Kay Klo ’20, an anthropology major, expressed concern over the lack of meaningful support from the United States following the Chibok kidnapping and the recent abduction in Yobe. “In my opinion, no one really cares about the girls because the government doesn’t benefit from the fight,” she said. “I haven’t read or seen any news on the United States trying to help the girls, only the viral memes and tweets and [those are] almost useless.
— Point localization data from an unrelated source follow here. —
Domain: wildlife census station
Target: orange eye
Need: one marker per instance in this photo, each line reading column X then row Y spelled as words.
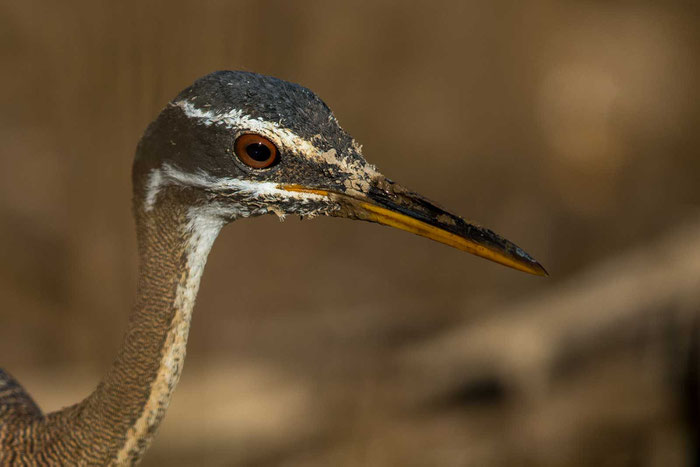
column 255, row 151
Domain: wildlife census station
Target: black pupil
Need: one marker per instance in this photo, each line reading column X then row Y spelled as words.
column 258, row 152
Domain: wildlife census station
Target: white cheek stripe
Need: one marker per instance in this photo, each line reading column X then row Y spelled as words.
column 170, row 175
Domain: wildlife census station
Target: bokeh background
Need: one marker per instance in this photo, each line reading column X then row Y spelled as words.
column 571, row 127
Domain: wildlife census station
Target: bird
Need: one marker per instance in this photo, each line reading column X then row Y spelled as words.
column 232, row 145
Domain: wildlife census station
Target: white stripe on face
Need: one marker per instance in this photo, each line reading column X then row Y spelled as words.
column 284, row 138
column 170, row 175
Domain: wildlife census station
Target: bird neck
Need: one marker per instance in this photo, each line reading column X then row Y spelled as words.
column 127, row 407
I have not heard people at Mount Holyoke talk about the issue.”
Malyun Hassan ’20, an international relations major, appreciates the spotlight the Bring Back Our Girls campaign has brought to this situation, but wishes international public attention could be extended to include other problems in Nigeria. “The Bring Back Our Girls campaign definitely brought awareness to the kidnapping of women that happens in the northeastern part of Nigeria,” she said. “However, across this part of Nigeria, both boys and girls, women and men are rounded up, abducted or murdered, as well as used for other purposes.”
Holly Hanson, a professor in the Africana studies department said, that while the violence of Boko Haram is disturbing, it is important to remember that the militants are people as well. “The actions of Boko Haram are unacceptable … [but] underneath the violence which characterizes [them] is a logic of young adults aspiring to be moral men,” she said. “They object to blatant corruption, social class inequality and the extreme lack of economic opportunity in northern Nigeria in comparison with the south.”
According to Hanson, joining Boko Haram can seem an attractive prospect for young men in northern Nigeria who are fed up with corruption in the government, and are faced with almost universal unemployment and diminished marriage prospects.
According to Hanson, “demonization of Boko Haram, and the consequent tolerance of excessive, extra-judicial countermeasures [by the government], fuels the movement.” In order to break the cycle of extremism, she suggests “people have to accord dignity and respect as human beings to those whose actions we condemn” — a feat that she acknowledges can be extremely difficult to accomplish.